Philadelphia native and sports editor John Butler is giving inner-city kids a chance to read about a Black child that lives a life like theirs with the creation of “Chase Does It All,” a children’s book released in August. 

Butler, 31, has lived in Philadelphia all his life, and with the release of “Chase,” he shares everyday, coming-of-age experiences that come with living in the city. The book was inspired by his godson, Chase, who was born in May, but is for all children. 

“My cousin told me she was pregnant and wanted me to be the godfather. I wanted to get a gift, so I went to the bookstore. [But] I could not find a book with Brown children in it,” said Butler. “I said ‘forget it, I’m going to write it myself.’”

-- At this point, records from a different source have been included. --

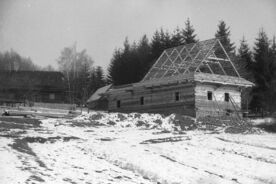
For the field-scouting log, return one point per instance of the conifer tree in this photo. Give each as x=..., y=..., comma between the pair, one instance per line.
x=156, y=45
x=263, y=74
x=188, y=33
x=244, y=60
x=243, y=63
x=223, y=34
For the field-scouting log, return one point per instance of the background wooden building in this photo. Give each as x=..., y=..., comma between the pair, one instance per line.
x=197, y=79
x=31, y=86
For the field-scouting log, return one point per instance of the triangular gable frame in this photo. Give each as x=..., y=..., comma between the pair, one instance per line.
x=192, y=64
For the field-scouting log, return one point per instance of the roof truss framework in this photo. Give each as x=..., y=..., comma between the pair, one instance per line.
x=207, y=56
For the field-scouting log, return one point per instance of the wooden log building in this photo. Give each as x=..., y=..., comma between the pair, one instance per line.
x=197, y=79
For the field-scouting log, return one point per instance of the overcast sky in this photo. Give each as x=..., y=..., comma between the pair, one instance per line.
x=40, y=29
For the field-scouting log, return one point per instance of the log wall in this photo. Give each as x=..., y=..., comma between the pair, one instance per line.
x=217, y=106
x=156, y=100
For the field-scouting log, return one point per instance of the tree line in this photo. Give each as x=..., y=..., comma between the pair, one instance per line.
x=82, y=78
x=130, y=63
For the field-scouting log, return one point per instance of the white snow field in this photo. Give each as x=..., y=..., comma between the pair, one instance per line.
x=101, y=148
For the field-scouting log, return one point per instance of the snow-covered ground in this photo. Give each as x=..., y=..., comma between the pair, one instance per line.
x=137, y=148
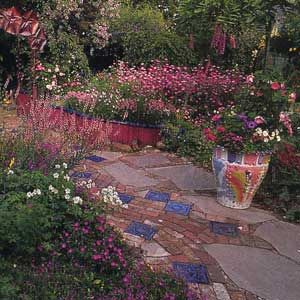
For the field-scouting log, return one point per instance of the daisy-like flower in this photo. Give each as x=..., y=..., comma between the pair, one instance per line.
x=67, y=177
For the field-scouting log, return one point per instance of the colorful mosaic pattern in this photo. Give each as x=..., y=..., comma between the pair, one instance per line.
x=83, y=175
x=95, y=158
x=191, y=273
x=238, y=176
x=178, y=208
x=158, y=196
x=226, y=229
x=140, y=229
x=126, y=199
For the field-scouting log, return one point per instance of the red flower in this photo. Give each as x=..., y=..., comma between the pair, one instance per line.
x=275, y=86
x=209, y=135
x=216, y=118
x=221, y=129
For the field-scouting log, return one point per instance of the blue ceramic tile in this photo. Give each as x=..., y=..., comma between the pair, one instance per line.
x=84, y=175
x=231, y=157
x=95, y=158
x=224, y=228
x=178, y=208
x=191, y=273
x=158, y=196
x=140, y=229
x=125, y=198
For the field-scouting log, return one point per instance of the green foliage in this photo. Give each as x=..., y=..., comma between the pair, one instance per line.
x=188, y=141
x=29, y=220
x=145, y=35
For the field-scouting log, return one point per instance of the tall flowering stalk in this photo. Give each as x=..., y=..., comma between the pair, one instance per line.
x=66, y=135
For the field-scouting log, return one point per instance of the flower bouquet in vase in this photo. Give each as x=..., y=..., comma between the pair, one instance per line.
x=245, y=135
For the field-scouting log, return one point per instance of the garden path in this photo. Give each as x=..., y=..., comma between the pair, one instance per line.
x=172, y=216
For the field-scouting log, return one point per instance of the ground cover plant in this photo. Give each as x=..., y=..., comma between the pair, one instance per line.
x=55, y=241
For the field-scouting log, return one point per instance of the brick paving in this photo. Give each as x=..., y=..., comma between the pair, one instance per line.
x=185, y=234
x=180, y=237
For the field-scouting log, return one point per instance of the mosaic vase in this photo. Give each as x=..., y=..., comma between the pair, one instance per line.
x=238, y=176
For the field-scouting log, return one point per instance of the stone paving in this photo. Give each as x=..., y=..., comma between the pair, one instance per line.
x=172, y=216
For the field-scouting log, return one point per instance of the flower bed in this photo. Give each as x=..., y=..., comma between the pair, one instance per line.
x=120, y=132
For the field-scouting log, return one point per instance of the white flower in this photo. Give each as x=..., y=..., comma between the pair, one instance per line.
x=37, y=192
x=67, y=177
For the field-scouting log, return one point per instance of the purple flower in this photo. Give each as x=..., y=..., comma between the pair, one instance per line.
x=243, y=117
x=250, y=125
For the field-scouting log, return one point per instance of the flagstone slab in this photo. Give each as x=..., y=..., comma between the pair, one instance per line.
x=148, y=160
x=153, y=249
x=130, y=176
x=211, y=208
x=262, y=272
x=186, y=177
x=284, y=237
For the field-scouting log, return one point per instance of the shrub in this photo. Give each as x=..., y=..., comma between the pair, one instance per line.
x=188, y=141
x=145, y=35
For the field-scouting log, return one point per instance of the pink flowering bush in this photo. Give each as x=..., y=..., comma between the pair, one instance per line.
x=155, y=94
x=257, y=121
x=54, y=136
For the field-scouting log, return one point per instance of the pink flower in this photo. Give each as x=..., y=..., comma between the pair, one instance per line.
x=292, y=97
x=275, y=86
x=221, y=129
x=96, y=257
x=39, y=67
x=259, y=120
x=250, y=79
x=216, y=118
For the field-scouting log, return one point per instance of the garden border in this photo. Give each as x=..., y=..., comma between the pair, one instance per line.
x=121, y=132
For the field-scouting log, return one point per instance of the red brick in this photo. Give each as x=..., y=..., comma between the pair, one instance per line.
x=192, y=236
x=237, y=296
x=178, y=258
x=205, y=238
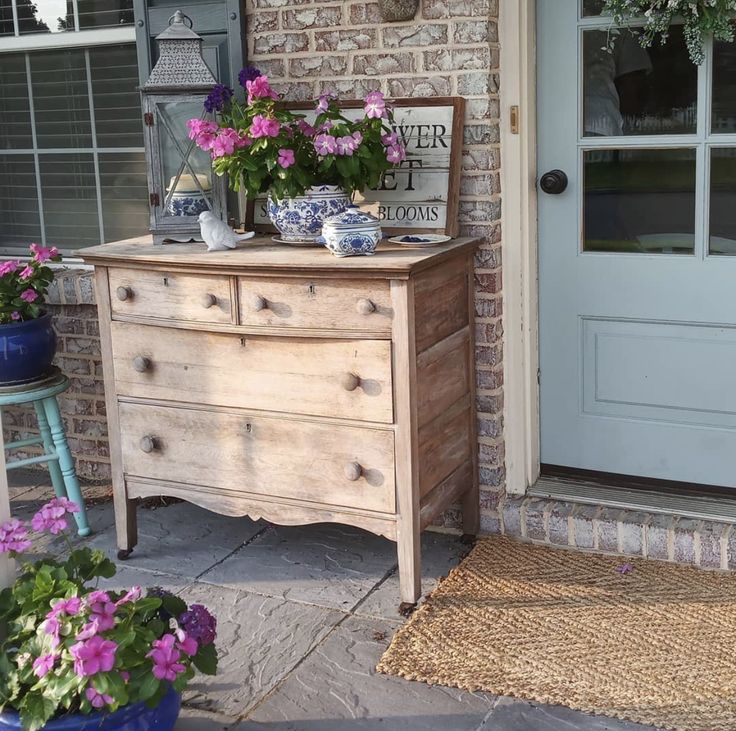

“Chase” tells the story of a young Black boy who wakes up one morning imagining everything he will do that day — from singing to playing baseball. He does each act he imagines with the help of his family — mom, dad, aunt, uncle and cousins — and at the end of the day, he prays. Throughout the story are references to names and places a Philadelphia child might be familiar with — the zoo and neighborhood pizza shop included.

“I made it very relatable,” said Butler. “These are places kids have visited or names that they can say, ‘I have seen that name before.’ There’s a void of books for young African Americans that depict a life similar to their own. I want to fill the void.”

Aside from the images, Butler said he is also concerned with childhood illiteracy and, equipped with “Chase,” wants to promote a love for reading with a city book tour, visiting schools and youth programs.

His first visit took place at the Germantown Boys and Girls Club and the latest was hosted by a group of first- and second-graders in Belmont Charter School’s Out of School Time (OST) after-school program. Butler read “Chase” to the students and answered their questions about the book and his writing process.

“We are in a big push to improve literacy and I think it’s important for our kids to see and hear stories that have kids that look like them and that have adults that represent who they are,” said Shanisha Mitchell, OST site director. 

Cala Phelps, a first-grader in the Belmont after-school program, said she enjoyed “Chase Does it All” for several reasons.

“I liked it because when he talked about the pizza, I felt like I was eating one,” she said, adding that her favorite character was the aunt. “I liked the aunt because her hair was beautiful.”

“Chase Does It All” is available on www.amazon.com and www.barnesandnoble.com.